Step 1: Identify that $\omega$ is the same for both points $$\omega = 5.0 \text{ rad s}^{-1}$$
Step 2: Calculate $v_A$ $$v_A = r_A \omega = 0.5 \times 5.0 = 2.5 \text{ m s}^{-1}$$
Step 3: Calculate $v_B$ $$v_B = r_B \omega = 2.0 \times 5.0 = 10.0 \text{ m s}^{-1}$$
Step 4: Find the difference $$\Delta v = v_B - v_A = 10.0 - 2.5 = 7.5 \text{ m s}^{-1}$$
Answer: $\Delta v = 7.5 \text{ m s}^{-1}$
Key Equations
| Equation | Symbols & Units | Data Sheet? |
|---|---|---|
| $\theta = \frac{s}{r}$ | $\theta$: angle ($\text{rad}$), $s$: arc length ($\text{m}$), $r$: radius ($\text{m}$) | No |
| $\omega = \frac{\Delta \theta}{\Delta t}$ | $\omega$: angular speed ($\text{rad s}^{-1}$), $t$: time ($\text{s}$) | No |
| $\omega = \frac{2\pi}{T}$ | $T$: period ($\text{s}$) | Yes |
| $\omega = 2\pi f$ | $f$: frequency ($\text{Hz}$) | Yes |
| $v = r\omega$ | $v$: linear speed ($\text{m s}^{-1}$) | Yes |
Common Mistakes to Avoid
- ❌ Wrong: Using degrees in the formula $v = r\omega$ or $s = r\theta$.
- ✅ Right: These equations are derived specifically for radians. Always convert degrees to radians first.
- ❌ Wrong: Confusing diameter and radius in exam questions.
- ✅ Right: Always check if the question provides the "diameter" or "radius." Divide the diameter by 2 before calculating $v$ or $\omega$.
- ❌ Wrong: Stating that an object in uniform circular motion has "constant velocity."
- ✅ Right: The speed is constant, but the velocity is changing because the direction is changing.
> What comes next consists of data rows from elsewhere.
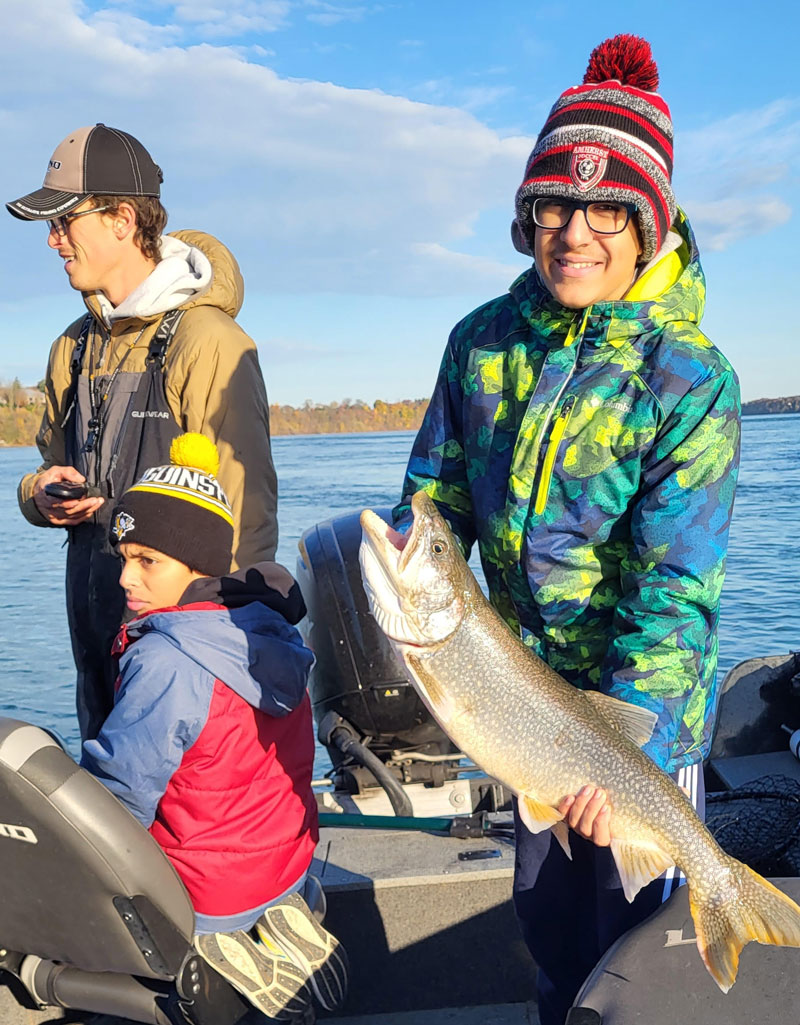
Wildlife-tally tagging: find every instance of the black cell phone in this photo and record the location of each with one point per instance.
(67, 489)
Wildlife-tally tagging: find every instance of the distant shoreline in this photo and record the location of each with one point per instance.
(18, 426)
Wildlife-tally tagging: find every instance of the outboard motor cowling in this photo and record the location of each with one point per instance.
(357, 673)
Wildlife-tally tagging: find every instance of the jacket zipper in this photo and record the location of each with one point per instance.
(556, 434)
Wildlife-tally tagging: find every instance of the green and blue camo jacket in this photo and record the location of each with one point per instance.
(593, 454)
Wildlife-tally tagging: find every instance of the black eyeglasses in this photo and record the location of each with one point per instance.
(59, 224)
(604, 218)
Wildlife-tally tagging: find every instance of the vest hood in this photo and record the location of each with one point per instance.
(195, 270)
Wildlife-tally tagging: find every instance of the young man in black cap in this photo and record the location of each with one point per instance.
(157, 353)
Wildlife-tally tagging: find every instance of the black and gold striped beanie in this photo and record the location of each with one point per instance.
(179, 509)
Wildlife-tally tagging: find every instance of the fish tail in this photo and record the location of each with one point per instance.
(743, 908)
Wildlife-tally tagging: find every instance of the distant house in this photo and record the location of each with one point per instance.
(21, 398)
(30, 397)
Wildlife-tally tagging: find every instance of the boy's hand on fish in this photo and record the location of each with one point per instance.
(588, 813)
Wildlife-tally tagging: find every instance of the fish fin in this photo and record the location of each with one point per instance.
(437, 699)
(634, 722)
(536, 816)
(638, 864)
(750, 908)
(561, 832)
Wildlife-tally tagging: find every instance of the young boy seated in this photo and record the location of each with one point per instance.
(209, 743)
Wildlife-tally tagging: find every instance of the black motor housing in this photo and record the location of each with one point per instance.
(357, 673)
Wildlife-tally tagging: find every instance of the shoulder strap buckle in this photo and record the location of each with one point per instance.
(164, 334)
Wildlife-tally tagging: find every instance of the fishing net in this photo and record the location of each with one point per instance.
(759, 823)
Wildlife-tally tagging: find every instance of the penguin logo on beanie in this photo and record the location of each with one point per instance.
(588, 166)
(123, 524)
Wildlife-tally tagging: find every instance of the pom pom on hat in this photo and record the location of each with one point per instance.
(626, 58)
(181, 508)
(197, 451)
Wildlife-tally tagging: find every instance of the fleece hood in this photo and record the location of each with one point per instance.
(195, 270)
(251, 648)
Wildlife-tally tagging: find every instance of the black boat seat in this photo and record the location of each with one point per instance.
(654, 974)
(83, 883)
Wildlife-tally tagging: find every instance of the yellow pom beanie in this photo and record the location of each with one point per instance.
(179, 509)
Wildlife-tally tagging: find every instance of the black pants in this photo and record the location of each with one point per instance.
(95, 604)
(570, 912)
This is a common trap in multiple-choice questions.
- ❌ Wrong: Forgetting to convert "revolutions per minute" (rpm) to "revolutions per second" (Hz).
- ✅ Right: Divide rpm by 60 to get frequency in Hz before using $\omega = 2\pi f$.
- ❌ Wrong: Assuming $\omega$ changes with the radius on a rigid rotating object.
- ✅ Right: For a solid object (like a wheel), $\omega$ is the same for every point on the object. Only the linear speed $v$ changes with $r$.
Exam Tips
- Precision in Definitions: When defining the radian, you must state it is the angle subtended at the centre of the circle. Omitting "at the centre" is a frequent reason for losing the mark.
- The "Show That" Question: If asked to show that $v = r\omega$, start from the very beginning:
- Define $v = \frac{\Delta s}{\Delta t}$
- State the definition of the radian: $\Delta s = r \Delta \theta$
- Substitute: $v = \frac{r \Delta \theta}{\Delta t}$
- Identify $\omega = \frac{\Delta \theta}{\Delta t}$, therefore $v = r\omega$.
- Significant Figures: Cambridge 9702 is strict on significant figures. Look at the data provided. If the radius is $0.50 \text{ m}$ (2 s.f.) and the period is $2.1 \text{ s}$ (2 s.f.), your final answer should be given to 2 s.f.
- Calculator Mode: While most circular motion calculations are done manually, if you are using trigonometric functions in related topics (like resolving forces in circular motion), ensure your calculator is in RAD mode.
- Vector Diagrams: When drawing the velocity vector on a circular path, use a ruler to ensure the line is a tangent. Draw a small square at the intersection of the radius and the velocity vector to indicate they are at $90^\circ$ to each other.